Minha nega, tem música nova do Chico
Inspirado na cantiga inédita do velho Francisco, a chance de se devotar ao amor de hoje e à memória dos amores perdidos
Lembra-te, minha nega, que a morte da canção é apenas uma lenda, que a canção de amor está cada vez mais viva, que mais do mesmo é sempre bem-vindo, desde que venha do mesmo Francisco.
Diante dos incêndios teus, juro, chego antes dos bombeiros, quase junto da misteriosa fumaça dos efeitos especiais que faz de Deus um super-herói de todas as minhas causas infantis.
Sei dos teus desamparos por telepatia, jamais por WhatsApp, soubeste dos meus desnortes antes de cair a última ficha do bye-bye Brasil... Decerto nunca dependemos de Graham-Bell ou de wi-fi para gerenciar nossa troca de incríveis transas e insultos mútuos, amém.
Nem que tu me digas: agora é tarde, nem que passes nas minhas brancas barbas que outros homens te amaram bem mais no free-jazz que nas minhas repetitivas redondilhas, nem que esfregues nas minhas residentes rugas as perdidas chances que eu tive de assumir o romance e necas de pitibiribas.
E que o Chico nos permita uma chinfra — antes do chifre — do compadre Wilson das Neves, em parceria com o igualmente gênio Nei Lopes, um sample de luxo nessa crônica: quando você não se quiser mais, nega, permita a minha total e irrestrita possessividade.
Lembra-te, minha nega polaca, estamos aqui na margem esquerda do Perequê-Açu, Paraty, e escuto a cantiga inédita do xará Buarque, que beleza, que trovador do miocárdio, donde faço esse diálogo imaginário de Franciscos cujas batinas líricas ouvem os mesmos passarinhos da solidariedade política.
E lá da outra margem do rio, na Flip, escuto agora um “Fora Temer”, o mesmo que a gente já sussurrava de nascença na real-politik, nega, mas vale muito e sempre, ouviram esse grito?

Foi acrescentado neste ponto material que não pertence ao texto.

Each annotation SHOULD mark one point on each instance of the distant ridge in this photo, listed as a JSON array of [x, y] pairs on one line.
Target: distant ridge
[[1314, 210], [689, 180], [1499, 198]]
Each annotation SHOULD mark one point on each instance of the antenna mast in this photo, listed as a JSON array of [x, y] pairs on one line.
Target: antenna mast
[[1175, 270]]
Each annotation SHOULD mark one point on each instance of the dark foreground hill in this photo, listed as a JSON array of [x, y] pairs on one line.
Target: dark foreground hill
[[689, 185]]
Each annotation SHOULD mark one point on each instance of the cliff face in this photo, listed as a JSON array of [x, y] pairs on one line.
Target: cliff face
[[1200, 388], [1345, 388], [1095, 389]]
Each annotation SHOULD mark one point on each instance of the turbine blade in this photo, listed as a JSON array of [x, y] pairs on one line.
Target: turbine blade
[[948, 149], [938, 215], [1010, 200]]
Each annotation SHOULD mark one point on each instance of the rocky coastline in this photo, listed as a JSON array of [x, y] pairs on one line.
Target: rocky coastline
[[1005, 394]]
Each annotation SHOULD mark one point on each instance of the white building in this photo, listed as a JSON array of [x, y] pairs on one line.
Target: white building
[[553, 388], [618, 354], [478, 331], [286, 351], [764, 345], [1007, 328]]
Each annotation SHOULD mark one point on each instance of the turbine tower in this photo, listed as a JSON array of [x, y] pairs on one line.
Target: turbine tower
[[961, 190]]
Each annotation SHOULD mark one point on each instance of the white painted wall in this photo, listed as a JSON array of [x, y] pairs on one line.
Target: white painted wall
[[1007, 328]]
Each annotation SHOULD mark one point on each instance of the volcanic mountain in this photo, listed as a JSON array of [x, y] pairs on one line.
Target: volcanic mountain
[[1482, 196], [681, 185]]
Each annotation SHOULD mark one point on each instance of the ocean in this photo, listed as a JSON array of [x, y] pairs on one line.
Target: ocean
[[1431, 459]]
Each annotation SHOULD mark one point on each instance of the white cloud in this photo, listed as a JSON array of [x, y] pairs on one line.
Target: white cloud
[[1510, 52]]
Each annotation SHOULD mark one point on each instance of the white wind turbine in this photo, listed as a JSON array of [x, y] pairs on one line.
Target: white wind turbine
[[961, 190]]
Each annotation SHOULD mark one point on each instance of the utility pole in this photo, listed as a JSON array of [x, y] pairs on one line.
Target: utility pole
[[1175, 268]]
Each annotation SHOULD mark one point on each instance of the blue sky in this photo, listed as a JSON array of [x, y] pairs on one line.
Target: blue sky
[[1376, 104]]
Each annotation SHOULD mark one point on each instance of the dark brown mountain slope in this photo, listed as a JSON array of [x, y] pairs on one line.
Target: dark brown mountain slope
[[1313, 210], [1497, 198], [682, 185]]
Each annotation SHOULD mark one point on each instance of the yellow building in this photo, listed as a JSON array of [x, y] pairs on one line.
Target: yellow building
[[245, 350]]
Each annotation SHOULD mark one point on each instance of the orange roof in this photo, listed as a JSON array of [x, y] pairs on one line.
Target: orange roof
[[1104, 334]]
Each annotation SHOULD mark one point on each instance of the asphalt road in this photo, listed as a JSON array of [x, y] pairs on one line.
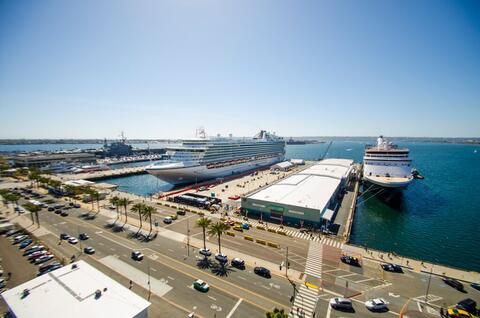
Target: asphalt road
[[237, 293]]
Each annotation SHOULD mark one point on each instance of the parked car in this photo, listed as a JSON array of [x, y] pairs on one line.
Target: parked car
[[50, 269], [392, 268], [222, 258], [238, 263], [137, 256], [19, 239], [262, 271], [36, 254], [453, 283], [64, 236], [475, 286], [45, 267], [200, 285], [89, 250], [33, 249], [205, 251], [454, 312], [72, 240], [350, 260], [238, 228], [341, 303], [43, 259], [245, 226], [83, 236], [25, 243], [377, 304]]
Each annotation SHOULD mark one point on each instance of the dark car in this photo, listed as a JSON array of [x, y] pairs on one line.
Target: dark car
[[89, 250], [64, 236], [137, 256], [262, 271], [45, 267], [83, 236], [468, 305], [392, 268], [350, 260], [475, 286], [238, 263], [453, 283]]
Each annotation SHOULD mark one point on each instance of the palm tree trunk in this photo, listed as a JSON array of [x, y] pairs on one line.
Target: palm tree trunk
[[204, 239], [150, 219], [140, 218]]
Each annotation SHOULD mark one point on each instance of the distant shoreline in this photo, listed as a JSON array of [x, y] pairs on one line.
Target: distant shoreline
[[456, 140]]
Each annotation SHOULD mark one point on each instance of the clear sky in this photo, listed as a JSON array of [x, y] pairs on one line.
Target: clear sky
[[159, 69]]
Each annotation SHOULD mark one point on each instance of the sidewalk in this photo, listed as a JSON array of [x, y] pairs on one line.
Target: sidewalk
[[418, 266]]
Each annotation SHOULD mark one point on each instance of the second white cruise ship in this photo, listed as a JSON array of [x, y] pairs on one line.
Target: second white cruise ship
[[205, 158], [387, 166]]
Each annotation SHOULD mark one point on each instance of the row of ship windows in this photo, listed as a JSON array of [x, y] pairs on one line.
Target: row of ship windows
[[387, 164]]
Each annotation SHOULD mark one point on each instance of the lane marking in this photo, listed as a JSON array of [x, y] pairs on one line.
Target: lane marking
[[234, 308]]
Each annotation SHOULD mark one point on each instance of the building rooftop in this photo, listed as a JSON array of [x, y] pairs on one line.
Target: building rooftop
[[71, 292], [311, 188]]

Silêncio no auditório, minha gente, esquece, jamais cobrarei aos paneleiros. Que o teflon da consciência um dia vença a validade. Ouviram do Ipiranga? Por quem dobram as panelas? Talvez por quem agora faz fila no posto de gasolina.
Lembra-te, leitora, que toda canção de amor desesperada vale a pena, mesmo que a nega ou o nego nem tenham lido o Neruda.
E que a gente resolva tudo isso agora, para que uma certa cornitude espírita seu passado o espera! — não nos persiga por mais tempo no calendário riscado de xis a cada dia, cada semana, cada mês, cada ano, tal qual um prisioneiro marca na parede os dias que lhe faltam para uma improvável liberdade. Viver não é cool, viver é um Carandiru com um carcereiro mais enfezado que Jean-Paul Sartre.
Que tu não te lembres de nada, mas foram tantas promessas, coisinhas miúdas que desgastam, ave palavra, ave nega, tomara que o fósforo ingerido na infância, o fósforo da casca do ovo, não tenha significado naturalmente uma boa memória.
Quando te der saudade de mim, que tu te lembres que estou tão “pertim”, que talvez eu já seja um puxadinho de ti, uma meia-água, uma latada, quem sabe uma palhoça, uma laje que virou obra inacabada depois do sonho na economia do Governo Lula, uma carne e unha que confunde anatomia com arquitetura, essas coisas...
Lembra-te, minha nega, hoje tem música nova do Chico e isso é para celebrar, como nunca, a ideia de estarmos vivos e no jogo.
Xico Sá, escritor e jornalista, é autor de “A pátria em sandálias da humildade” (editora Realejo, 2017), entre outros livros. Comentarista dos programas “Papo de Segunda” (GNT) e “Redação Sportv”.